Suppose the optimal early stopping point is E epochs.  If we train the
same net from the same data using per pattern updating instead of
batch updating using a learning rate of L/E, will training the net
probably require E passes through the train set, more than E passes,
or fewer than E passes?  Why?

(3) Consider a neural net with N hidden units trained with per epoch
updating on a data set D with learning rate L and momentum M.  Suppose
the optimal early stopping point is E epochs.  If we add noise to the
attributes in D, and train the same net with per epoch updating, will
training the net probably require E epochs, more than E epochs, or
fewer than E epochs to reach optimal performance?  Why?
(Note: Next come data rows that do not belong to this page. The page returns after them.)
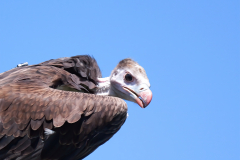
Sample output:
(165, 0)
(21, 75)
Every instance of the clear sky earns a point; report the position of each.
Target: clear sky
(189, 49)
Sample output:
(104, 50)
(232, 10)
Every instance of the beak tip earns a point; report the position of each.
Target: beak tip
(146, 97)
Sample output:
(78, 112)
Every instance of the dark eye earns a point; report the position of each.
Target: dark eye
(128, 77)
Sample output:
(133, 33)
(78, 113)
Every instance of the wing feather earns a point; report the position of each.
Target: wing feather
(29, 104)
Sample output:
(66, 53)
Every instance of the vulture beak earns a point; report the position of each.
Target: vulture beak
(142, 96)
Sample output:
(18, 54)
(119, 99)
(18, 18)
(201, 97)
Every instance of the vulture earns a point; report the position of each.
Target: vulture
(63, 109)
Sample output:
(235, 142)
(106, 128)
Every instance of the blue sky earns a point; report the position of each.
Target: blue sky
(189, 49)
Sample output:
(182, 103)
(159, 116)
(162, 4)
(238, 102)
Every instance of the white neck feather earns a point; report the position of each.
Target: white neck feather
(104, 86)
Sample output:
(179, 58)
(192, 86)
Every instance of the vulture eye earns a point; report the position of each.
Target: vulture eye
(128, 77)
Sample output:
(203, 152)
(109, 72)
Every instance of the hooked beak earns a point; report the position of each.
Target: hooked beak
(142, 98)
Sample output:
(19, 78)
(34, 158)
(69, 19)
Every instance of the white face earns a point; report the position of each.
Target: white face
(132, 85)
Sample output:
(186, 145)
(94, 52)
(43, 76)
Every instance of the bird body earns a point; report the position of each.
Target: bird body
(59, 109)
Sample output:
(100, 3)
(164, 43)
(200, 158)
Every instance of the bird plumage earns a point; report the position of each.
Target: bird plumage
(61, 96)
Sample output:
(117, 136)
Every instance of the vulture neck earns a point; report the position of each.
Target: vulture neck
(104, 87)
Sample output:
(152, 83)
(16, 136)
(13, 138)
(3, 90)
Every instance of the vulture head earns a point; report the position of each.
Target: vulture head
(127, 81)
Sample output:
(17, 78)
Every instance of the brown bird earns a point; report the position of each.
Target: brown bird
(63, 109)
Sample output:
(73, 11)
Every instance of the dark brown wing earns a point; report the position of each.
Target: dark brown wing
(29, 104)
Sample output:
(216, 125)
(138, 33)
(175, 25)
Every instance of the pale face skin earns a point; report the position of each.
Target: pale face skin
(130, 84)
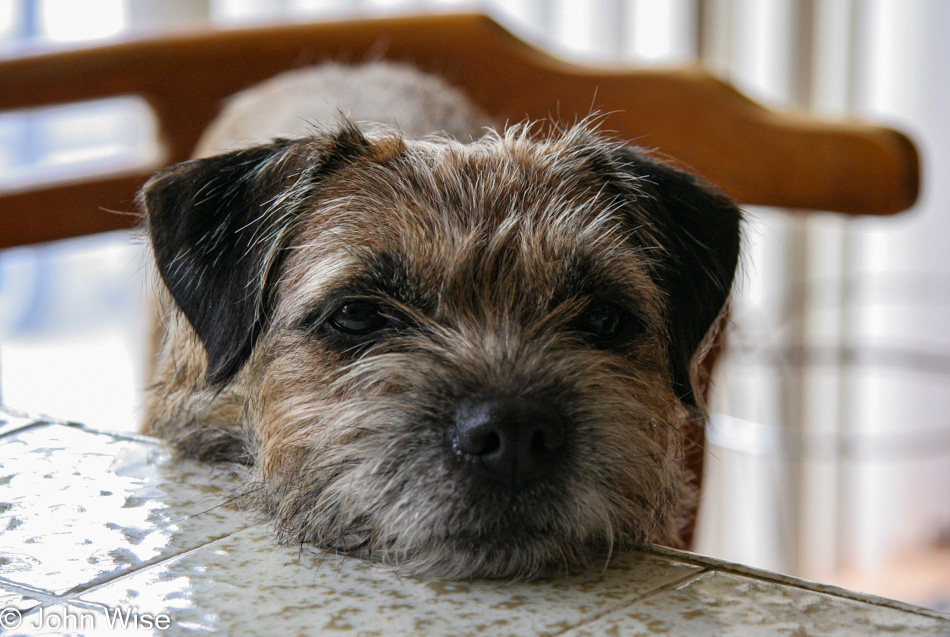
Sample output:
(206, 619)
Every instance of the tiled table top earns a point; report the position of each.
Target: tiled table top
(105, 533)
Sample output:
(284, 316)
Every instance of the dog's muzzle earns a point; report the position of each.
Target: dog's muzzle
(511, 440)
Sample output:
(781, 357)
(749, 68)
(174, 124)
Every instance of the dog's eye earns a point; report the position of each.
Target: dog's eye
(605, 321)
(358, 317)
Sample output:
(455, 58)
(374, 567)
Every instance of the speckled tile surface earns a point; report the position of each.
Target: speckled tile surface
(110, 534)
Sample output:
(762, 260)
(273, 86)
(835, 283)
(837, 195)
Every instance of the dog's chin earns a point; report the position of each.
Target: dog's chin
(531, 537)
(520, 554)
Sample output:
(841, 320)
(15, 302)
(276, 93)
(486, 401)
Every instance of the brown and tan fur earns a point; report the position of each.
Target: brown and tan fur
(483, 259)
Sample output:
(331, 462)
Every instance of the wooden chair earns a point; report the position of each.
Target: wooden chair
(757, 155)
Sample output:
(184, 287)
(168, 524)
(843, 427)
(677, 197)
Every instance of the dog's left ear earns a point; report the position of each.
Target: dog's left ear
(696, 230)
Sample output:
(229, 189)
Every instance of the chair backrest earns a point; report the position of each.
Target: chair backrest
(757, 155)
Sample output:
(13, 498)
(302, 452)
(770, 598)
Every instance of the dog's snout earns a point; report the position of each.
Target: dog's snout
(511, 439)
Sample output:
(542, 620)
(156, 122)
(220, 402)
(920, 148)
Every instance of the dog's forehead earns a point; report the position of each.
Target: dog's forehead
(493, 212)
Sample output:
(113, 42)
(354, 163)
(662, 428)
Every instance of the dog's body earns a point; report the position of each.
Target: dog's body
(468, 359)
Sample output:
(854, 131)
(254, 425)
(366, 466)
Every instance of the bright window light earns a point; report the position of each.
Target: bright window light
(71, 21)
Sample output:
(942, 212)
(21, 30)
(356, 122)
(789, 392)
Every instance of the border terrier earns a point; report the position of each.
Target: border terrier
(463, 352)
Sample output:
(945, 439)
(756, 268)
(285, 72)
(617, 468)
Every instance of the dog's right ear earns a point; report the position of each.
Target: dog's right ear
(218, 228)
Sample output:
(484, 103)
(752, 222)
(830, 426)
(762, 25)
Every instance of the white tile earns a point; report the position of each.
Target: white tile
(78, 507)
(727, 604)
(246, 583)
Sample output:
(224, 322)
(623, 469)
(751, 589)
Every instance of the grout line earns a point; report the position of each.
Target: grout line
(790, 581)
(677, 583)
(39, 595)
(93, 585)
(22, 428)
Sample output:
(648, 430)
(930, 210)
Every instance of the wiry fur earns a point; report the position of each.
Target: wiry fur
(487, 252)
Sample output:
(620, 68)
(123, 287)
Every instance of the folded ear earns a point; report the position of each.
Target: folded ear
(218, 228)
(697, 231)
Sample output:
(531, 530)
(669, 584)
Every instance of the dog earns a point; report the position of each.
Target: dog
(462, 352)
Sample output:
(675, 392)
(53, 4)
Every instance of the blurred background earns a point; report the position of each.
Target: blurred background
(829, 449)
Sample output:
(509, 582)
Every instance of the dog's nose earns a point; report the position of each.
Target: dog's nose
(510, 439)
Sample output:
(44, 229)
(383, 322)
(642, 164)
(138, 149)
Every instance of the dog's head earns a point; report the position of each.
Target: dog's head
(467, 359)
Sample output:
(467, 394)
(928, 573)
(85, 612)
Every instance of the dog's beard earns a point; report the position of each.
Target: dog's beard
(364, 467)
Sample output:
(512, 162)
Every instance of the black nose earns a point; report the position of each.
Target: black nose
(511, 439)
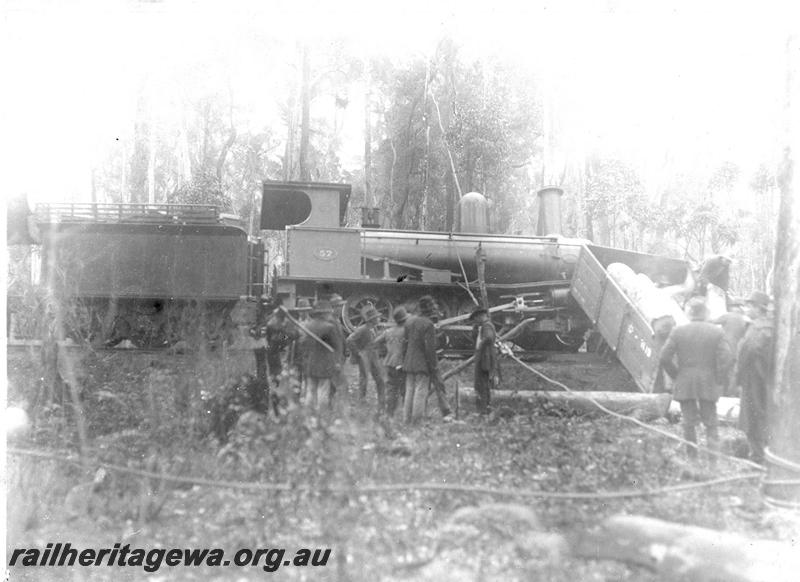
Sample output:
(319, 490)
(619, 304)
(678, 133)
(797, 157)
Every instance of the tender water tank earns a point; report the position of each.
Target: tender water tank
(473, 213)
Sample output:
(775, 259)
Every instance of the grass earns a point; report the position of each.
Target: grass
(372, 535)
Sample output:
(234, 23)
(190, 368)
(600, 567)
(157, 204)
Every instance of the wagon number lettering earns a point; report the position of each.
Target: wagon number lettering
(325, 254)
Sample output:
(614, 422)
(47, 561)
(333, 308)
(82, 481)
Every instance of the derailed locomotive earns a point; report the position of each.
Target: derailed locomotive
(164, 274)
(523, 277)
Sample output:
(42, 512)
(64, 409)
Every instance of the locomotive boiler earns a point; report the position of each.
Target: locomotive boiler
(529, 275)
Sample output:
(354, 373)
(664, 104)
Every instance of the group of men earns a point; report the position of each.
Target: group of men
(407, 374)
(731, 355)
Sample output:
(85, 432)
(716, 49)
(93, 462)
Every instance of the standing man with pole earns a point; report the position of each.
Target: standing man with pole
(703, 360)
(755, 373)
(485, 358)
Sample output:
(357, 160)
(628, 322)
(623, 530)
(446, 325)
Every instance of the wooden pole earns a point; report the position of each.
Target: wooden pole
(684, 552)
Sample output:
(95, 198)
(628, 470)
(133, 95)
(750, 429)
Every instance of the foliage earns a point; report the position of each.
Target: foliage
(488, 114)
(203, 189)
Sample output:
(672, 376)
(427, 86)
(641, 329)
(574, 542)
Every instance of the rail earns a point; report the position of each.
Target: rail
(125, 213)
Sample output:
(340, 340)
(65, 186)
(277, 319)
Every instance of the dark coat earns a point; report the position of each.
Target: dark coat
(485, 352)
(420, 355)
(319, 361)
(703, 360)
(754, 374)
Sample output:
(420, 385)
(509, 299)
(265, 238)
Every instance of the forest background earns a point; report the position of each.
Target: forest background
(663, 124)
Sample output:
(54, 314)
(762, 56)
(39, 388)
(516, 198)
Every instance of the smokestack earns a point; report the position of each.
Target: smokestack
(473, 213)
(549, 211)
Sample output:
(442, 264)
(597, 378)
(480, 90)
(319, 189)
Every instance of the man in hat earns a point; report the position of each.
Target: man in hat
(339, 380)
(362, 343)
(703, 360)
(754, 373)
(322, 363)
(734, 324)
(279, 335)
(297, 359)
(394, 339)
(419, 362)
(485, 358)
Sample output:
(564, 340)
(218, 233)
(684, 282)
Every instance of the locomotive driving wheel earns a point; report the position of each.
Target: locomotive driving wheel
(351, 310)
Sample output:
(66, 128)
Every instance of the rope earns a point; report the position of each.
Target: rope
(464, 273)
(386, 488)
(638, 422)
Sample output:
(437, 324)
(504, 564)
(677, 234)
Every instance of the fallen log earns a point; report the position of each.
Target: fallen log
(688, 553)
(642, 406)
(727, 409)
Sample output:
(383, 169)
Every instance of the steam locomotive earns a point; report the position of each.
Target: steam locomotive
(160, 274)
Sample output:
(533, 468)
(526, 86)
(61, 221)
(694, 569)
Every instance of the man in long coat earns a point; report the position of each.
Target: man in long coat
(420, 363)
(485, 358)
(754, 374)
(321, 363)
(362, 343)
(703, 360)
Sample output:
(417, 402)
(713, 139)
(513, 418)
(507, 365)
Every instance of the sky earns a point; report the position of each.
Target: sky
(667, 86)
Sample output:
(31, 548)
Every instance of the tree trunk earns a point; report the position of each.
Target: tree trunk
(305, 121)
(785, 445)
(687, 553)
(223, 154)
(368, 202)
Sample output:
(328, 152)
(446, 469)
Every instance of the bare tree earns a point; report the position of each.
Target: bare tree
(786, 404)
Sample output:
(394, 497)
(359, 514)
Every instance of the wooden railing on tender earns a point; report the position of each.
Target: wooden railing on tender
(138, 213)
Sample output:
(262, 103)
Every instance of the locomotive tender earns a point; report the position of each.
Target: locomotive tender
(530, 275)
(158, 274)
(154, 274)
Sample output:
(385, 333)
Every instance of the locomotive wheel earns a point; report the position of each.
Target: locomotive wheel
(351, 310)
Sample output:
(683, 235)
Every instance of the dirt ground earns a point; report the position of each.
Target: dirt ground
(406, 534)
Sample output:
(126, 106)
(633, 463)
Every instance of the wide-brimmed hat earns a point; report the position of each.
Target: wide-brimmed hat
(321, 306)
(758, 298)
(696, 309)
(336, 299)
(426, 304)
(476, 312)
(301, 305)
(400, 315)
(369, 313)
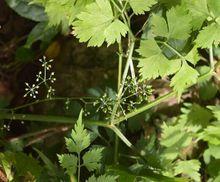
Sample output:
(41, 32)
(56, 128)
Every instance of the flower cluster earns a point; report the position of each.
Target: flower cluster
(133, 95)
(44, 77)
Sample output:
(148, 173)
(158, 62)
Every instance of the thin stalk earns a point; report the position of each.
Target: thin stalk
(120, 64)
(72, 178)
(119, 84)
(172, 49)
(79, 166)
(211, 58)
(121, 136)
(155, 102)
(115, 108)
(49, 100)
(50, 119)
(145, 107)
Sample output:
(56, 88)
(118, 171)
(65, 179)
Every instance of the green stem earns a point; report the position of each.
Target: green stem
(120, 64)
(48, 100)
(172, 49)
(119, 84)
(145, 107)
(50, 119)
(115, 108)
(121, 136)
(155, 102)
(79, 166)
(211, 58)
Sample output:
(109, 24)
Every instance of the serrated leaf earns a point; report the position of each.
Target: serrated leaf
(24, 9)
(92, 158)
(80, 138)
(214, 7)
(193, 56)
(177, 26)
(62, 12)
(184, 78)
(188, 168)
(179, 23)
(103, 28)
(208, 35)
(25, 163)
(48, 163)
(140, 6)
(41, 32)
(68, 162)
(154, 63)
(159, 26)
(199, 11)
(102, 178)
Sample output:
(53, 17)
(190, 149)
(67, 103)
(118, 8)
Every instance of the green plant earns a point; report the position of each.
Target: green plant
(79, 141)
(178, 45)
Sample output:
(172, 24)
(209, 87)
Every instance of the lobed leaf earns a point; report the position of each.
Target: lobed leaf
(97, 24)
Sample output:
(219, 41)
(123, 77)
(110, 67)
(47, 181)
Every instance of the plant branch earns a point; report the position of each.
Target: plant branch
(115, 108)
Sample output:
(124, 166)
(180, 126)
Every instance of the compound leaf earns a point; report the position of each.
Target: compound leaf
(185, 77)
(209, 35)
(80, 138)
(177, 26)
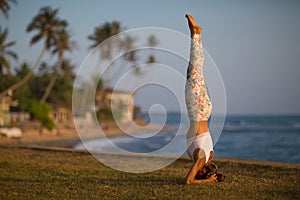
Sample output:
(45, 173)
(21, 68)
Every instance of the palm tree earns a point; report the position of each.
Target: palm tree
(47, 26)
(62, 44)
(5, 52)
(4, 6)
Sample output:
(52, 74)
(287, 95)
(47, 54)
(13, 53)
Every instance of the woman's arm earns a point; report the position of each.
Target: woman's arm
(198, 165)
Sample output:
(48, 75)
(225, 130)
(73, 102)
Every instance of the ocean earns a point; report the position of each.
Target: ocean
(270, 138)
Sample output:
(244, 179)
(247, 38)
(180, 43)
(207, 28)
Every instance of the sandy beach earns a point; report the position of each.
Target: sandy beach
(64, 137)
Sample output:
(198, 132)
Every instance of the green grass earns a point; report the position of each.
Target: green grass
(40, 174)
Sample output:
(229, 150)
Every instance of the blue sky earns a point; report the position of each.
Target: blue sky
(255, 44)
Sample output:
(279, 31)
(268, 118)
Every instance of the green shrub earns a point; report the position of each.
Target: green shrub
(39, 111)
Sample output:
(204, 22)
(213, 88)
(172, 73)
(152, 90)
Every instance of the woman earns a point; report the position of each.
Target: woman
(199, 109)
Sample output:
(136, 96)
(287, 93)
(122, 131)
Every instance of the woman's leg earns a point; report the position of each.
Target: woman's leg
(198, 103)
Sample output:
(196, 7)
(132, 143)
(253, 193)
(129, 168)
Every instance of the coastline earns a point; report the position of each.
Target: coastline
(74, 174)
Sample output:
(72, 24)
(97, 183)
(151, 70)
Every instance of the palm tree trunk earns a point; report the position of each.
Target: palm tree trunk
(51, 83)
(27, 76)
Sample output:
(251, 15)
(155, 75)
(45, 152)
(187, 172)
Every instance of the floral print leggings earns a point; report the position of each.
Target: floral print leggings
(198, 103)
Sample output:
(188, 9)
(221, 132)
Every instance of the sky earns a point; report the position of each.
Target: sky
(255, 44)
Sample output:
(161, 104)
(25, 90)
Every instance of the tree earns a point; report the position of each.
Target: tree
(62, 44)
(4, 6)
(47, 25)
(5, 53)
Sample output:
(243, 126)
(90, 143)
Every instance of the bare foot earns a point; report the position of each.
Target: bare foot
(194, 28)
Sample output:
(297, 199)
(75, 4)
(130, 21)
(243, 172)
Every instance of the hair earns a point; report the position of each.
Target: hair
(210, 169)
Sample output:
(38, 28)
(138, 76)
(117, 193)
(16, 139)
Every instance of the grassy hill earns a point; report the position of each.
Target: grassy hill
(42, 174)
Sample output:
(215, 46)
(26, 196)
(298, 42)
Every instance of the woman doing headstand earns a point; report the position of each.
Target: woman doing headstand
(199, 106)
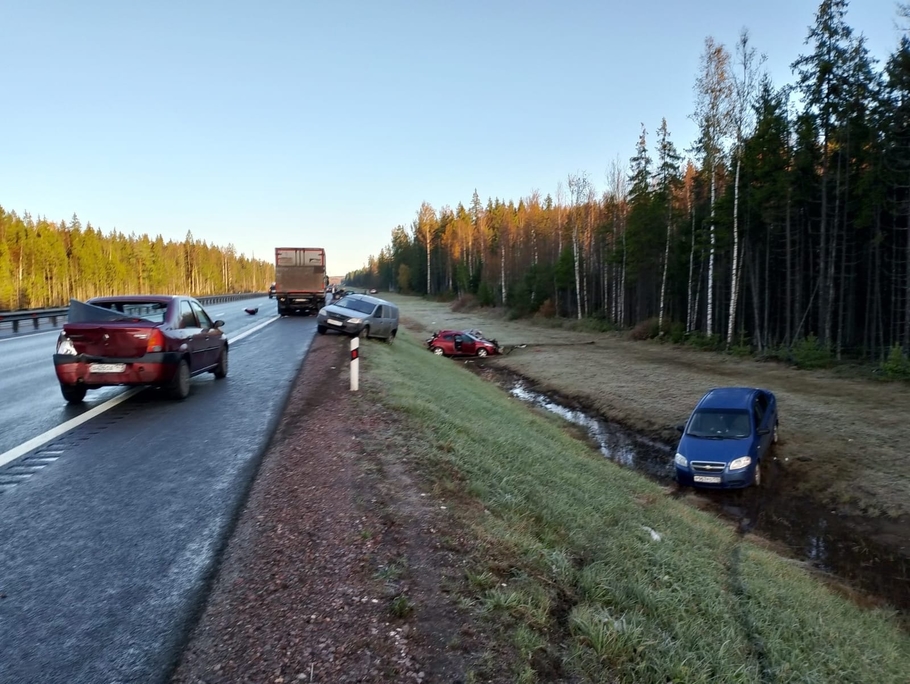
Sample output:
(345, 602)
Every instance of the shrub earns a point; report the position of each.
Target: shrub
(705, 342)
(645, 330)
(677, 333)
(465, 302)
(897, 365)
(808, 354)
(485, 295)
(546, 310)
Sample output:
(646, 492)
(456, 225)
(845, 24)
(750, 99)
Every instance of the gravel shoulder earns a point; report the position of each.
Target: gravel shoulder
(336, 569)
(843, 439)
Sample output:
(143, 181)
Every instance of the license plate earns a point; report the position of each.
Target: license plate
(107, 368)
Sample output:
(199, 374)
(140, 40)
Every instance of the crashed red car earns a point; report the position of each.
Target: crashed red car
(158, 340)
(462, 343)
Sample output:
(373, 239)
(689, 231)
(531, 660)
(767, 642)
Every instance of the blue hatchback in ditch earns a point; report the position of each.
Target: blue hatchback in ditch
(726, 438)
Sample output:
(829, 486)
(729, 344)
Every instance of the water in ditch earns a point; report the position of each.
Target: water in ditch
(862, 552)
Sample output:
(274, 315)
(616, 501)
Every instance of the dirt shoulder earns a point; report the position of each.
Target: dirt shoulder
(336, 567)
(844, 441)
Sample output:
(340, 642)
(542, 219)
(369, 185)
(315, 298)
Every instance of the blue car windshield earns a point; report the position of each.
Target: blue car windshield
(356, 304)
(720, 424)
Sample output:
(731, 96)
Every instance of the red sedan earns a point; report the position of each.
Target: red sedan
(138, 340)
(462, 343)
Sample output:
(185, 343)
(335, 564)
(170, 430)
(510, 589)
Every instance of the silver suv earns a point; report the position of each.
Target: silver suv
(360, 315)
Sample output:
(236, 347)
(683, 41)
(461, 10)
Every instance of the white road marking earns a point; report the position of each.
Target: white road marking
(237, 338)
(63, 428)
(24, 335)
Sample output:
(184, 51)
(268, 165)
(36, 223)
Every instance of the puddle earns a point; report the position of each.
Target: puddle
(846, 548)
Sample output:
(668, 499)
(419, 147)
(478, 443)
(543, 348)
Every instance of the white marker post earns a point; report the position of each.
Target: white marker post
(355, 364)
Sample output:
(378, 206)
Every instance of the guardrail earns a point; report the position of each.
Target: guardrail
(36, 315)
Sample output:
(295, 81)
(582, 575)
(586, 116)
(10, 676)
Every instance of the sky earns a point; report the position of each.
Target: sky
(284, 123)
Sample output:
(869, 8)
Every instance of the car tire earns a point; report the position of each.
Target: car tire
(73, 394)
(221, 369)
(180, 383)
(10 points) CROSS VALIDATION

(3) Briefly explain why the performance of a model estimated with
m-fold cross validation might consistently be a little worse than the
true performance.

(3) Suppose you are doing m-fold cross-validation.  Show that the
average accuracy of the m folds is equal to the accuracy of the union
of the m-fold test sets.  In other words, compute the accuracy on each
fold individually, and then take the average of these m accuracies,
and compare this to calculating the accuracy on all the folds
concatenated together after doing prediction on each of them with
m-fold CV.  Is the same true for RMSE (root-mean-squared error)?

(2) List as many reasons as you can why we usually prefer 10-fold
cross validation to 2-fold cross validation?

(2) List as many reasons as you can why we might prefer 10-fold cross
validation to 100-fold cross validation?